O Instituto Brasileiro do Meio Ambiente e dos Recursos Naturais Renováveis (Ibama) realiza uma ação conjunta com a Polícia Federal (PF) para coibir a pesca predatória no litoral sergipano.

O aumento no número de mortes de tartarugas e golfinhos fez com que fosse deflagrada uma ação para fiscalizar o litoral sergipano em busca de embarcações de pescadores que estejam realizando a prática de pesca ilegal.

De acordo com o Chefe da Divisão Técnica do Ibama, Régis Fontana Pinto, neste período, os animais marinhos [tartarugas, golfinhos] vem até a costa para se reproduzir, o que acabam presos nas redes de pesca. “A gente sabe que a maioria das mortes em grande quantidade é por conta da pesca ilegal numa área chamada área de exclusão de pesca de rastro, que é de duas milhas ao longo da costa sergipana. Quando esses barcos arrastam nessa área proibida, eles terminam carregando tartarugas que ficam presas no fundo do saco de arrasto e acabam morrendo afogadas”.

Régis Fontana diz que a fiscalização é para proibir a pesca predatória 

Ainda segundo Régis Fontana, na maioria dos casos, os animais aquáticos não têm como se desprender da rede. “É uma pesca predatória, uma rede que vai arrastando o fundo e tudo que é animal ali vai terminar dentro da rede e morrendo no fundo. Essa pesca não pode acontecer na faixa proibida porque a quantidade de animais indesejados é muito maior do que no fundo do mar.

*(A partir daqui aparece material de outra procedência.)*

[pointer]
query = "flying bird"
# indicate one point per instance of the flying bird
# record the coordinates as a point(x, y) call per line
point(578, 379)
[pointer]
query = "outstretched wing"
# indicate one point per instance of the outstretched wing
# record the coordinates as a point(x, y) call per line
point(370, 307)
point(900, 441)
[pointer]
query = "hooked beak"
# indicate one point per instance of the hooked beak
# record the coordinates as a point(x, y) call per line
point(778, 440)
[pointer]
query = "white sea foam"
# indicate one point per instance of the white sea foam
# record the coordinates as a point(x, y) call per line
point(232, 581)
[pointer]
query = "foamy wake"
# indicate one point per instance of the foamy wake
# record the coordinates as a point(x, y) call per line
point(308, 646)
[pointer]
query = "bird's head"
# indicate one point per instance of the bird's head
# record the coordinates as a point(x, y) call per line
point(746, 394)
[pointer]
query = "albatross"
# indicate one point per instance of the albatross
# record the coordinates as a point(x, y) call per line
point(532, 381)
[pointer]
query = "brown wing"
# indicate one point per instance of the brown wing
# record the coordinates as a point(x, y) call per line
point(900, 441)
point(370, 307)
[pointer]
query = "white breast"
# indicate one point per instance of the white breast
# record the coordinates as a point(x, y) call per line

Quando acontece em alto mar o risco desses animais caírem na rede é bem menor”, conta.

Multa e apreensões

Caso os agentes do Ibama e da PF constatem a pesca em áreas do litoral, o pescador poderá ser autuado, terá a embarcação e os objetos de pesca apreendidos, bem como será penalizado com uma multa que varia de R$ 700 a R$ 100 mil e mais acréscimo de R$ 20 por cada quilo de pescado encontrado na embarcação.

O IBAMA não possui um núcleo específico de educação ambiental, mas é feito um trabalho de conscientização segundo garante o chefe da Divisão Técnica Regis Fontana.  “Em todas as ações fiscalizatórias prezamos por antes de penalizar, conversar e orientar os pescadores, como fizemos na semana passada, onde um pescador foi flagrado próximo a linha considerada proibida e foi orientado a pescar mais afastado da Costa”, afirma.